Repulsive, nonmonotonic Casimir forces in a glide-symmetric geometry
Alejandro W. Rodriguez, John D. Joannopoulos, and Steven G. Johnson

TL;DR
This paper introduces a novel three-dimensional metallic structure with glide symmetry that exhibits a switchable Casimir force from attractive to repulsive at different distances, confirmed by exact numerical calculations.
Contribution
It presents the first exact numerical demonstration of a metallic geometry with a repulsive Casimir force using a glide-symmetric design, surpassing previous approximate methods.
Findings
The geometry exhibits repulsive Casimir forces at intermediate separations.
Exact numerical methods confirm the force behavior beyond approximations.

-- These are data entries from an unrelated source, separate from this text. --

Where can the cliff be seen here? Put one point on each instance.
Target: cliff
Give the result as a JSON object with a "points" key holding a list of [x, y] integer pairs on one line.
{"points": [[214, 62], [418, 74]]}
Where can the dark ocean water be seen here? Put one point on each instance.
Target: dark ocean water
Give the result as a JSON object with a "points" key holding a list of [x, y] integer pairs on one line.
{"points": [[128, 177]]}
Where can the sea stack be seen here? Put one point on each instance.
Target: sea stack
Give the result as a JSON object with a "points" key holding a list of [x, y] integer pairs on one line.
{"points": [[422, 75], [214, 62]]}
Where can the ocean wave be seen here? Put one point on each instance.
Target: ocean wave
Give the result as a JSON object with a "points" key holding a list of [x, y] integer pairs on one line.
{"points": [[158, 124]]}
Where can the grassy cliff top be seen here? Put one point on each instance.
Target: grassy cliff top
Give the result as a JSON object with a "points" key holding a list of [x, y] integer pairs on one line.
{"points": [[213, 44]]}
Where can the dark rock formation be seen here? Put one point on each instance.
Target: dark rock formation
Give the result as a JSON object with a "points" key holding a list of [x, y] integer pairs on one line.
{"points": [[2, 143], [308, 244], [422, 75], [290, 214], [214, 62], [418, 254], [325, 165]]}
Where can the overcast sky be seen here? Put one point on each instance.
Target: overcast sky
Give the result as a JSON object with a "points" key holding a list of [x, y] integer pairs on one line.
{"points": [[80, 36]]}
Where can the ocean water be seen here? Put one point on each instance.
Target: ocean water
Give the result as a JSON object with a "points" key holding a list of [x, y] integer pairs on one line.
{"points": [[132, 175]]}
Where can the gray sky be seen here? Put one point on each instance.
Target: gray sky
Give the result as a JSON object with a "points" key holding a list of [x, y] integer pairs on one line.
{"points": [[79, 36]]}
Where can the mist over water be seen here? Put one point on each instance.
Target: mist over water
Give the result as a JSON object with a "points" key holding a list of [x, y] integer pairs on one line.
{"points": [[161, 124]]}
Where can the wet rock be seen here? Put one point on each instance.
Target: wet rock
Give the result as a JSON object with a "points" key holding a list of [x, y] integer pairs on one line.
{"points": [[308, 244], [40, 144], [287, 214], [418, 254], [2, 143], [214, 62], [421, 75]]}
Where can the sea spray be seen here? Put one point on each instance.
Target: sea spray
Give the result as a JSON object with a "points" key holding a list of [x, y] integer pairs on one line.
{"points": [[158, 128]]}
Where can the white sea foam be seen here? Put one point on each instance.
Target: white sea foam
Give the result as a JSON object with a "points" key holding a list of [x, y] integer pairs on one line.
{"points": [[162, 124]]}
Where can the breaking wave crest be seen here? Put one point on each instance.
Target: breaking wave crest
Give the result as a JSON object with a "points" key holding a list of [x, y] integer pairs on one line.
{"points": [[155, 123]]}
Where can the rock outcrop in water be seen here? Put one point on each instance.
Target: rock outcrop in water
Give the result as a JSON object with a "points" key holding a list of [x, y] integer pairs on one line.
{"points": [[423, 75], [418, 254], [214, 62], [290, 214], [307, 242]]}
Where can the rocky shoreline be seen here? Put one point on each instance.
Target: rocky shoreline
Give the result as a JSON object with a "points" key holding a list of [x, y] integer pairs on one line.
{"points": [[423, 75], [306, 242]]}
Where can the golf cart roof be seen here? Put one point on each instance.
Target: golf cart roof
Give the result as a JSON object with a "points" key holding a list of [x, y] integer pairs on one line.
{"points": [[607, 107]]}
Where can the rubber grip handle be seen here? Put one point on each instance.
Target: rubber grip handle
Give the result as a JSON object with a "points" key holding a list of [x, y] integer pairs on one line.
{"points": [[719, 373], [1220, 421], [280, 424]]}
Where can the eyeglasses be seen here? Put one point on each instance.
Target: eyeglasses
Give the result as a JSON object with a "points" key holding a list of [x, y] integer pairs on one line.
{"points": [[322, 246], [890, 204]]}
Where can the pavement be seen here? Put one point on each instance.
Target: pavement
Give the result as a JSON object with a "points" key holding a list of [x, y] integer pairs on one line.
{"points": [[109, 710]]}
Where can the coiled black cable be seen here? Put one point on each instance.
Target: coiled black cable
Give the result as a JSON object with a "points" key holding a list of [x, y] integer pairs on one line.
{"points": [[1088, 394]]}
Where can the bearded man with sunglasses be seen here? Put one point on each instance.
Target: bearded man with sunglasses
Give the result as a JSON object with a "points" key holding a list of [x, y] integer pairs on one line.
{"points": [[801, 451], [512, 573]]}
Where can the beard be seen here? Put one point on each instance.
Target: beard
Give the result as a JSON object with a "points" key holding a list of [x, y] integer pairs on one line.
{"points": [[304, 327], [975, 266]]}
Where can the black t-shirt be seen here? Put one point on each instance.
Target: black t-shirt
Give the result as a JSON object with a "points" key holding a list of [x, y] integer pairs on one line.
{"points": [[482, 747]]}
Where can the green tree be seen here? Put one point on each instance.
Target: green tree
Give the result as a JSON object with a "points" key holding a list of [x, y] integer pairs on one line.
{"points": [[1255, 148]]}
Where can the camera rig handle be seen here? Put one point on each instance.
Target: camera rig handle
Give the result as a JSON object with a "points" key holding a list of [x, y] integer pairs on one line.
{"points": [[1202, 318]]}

The structure has a stable equilibrium point in the perpendicular direction.
Abstract
We describe a three-dimensional geometry that exhibits a repulsive Casimir force using ordinary metallic materials, as computed via an exact numerical method (no uncontrolled approximations). The geometry consists of a zippelike, glide-symmetric structure formed of interleaved metal brackets attached to parallel plates. Depending on the separation, the perpendicular force between the plates/brackets varies from attractive (large separations) to repulsive (intermediate distances) and back to attractive (close separations), with one point of stable equilibrium in the perpendicular direction. This geometry was motivated by a simple intuition of attractive interactions between surfaces, and so we also consider how a rough proximity force approximation of pairwise attractions compares to the exact calculations.